As usual the wishes of potential users and their physicians receive no weight whatever as the agency makes sure that it will not be exposed by the news media for having approved an "unsafe" device. For the media and the FDA the world is black and white. A product is either safe or unsafe. Bureaucrats reject the notion of balancing risks against expected benefits, particularly if individual users and their physicians do the balancing. Hardly ever is the FDA held responsible for the deaths of those who perish awaiting its belated approval of new drugs and devices—not to speak of all the beneficial products that never even get produced because of the costs and uncertainties the FDA places in the way of the potential innovators.
Burkholz devotes two chapters to the FDA's misguided regulation of AIDS drugs and one chapter to its flawed oversight of HIV-tainted blood supplies. He concludes that AIDS ultimately brought about "a historic move by the FDA toward a more sensitive and flexible approach to drug approval." Wrong again. Under pressure from courageous and politically savvy AIDS activists and their media friends, the FDA made exceptions for AIDS drugs alone. Victims of other maladies still must wait, their remedies unexpedited, for want of comparable political clout.
With the appointment of Kessler, a "dedicated activist," as commissioner of the FDA in December 1990, "the retreat from folly had begun"—or so Burkholz would have us believe. (In his acknowledgments, he informs us that Kessler "was at all times open and forthcoming" with him.) In reality, the new commissioner quickly turned the agency into a fearsome police force.

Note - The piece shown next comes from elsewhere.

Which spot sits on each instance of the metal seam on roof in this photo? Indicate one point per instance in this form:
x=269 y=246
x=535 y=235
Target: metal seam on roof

In his first two months he "added a hundred new criminal investigators to the enforcement staff, many of them formerly with the Secret Service and the Drug Enforcement Agency." Then followed a series of armed raids on alternative health clinics, vitamin factories, and dealers in dietary supplements as well as greatly increased numbers of warning letters, product seizures, forced factory shutdowns, and criminal prosecutions in the drug and device industries.
Kessler has proven himself a Machiavellian manipulator of the media and a clever cultivator of congressional patrons. Under his direction an agency already responsible for countless thousands of premature deaths and unimaginable amounts of needless suffering has come increasingly to resemble the Gestapo. With our fate in such hands, the FDA follies of the 1980s may come to be regarded as the good old days.
Robert Higgs is the author of Crisis and Leviathan (Oxford University Press).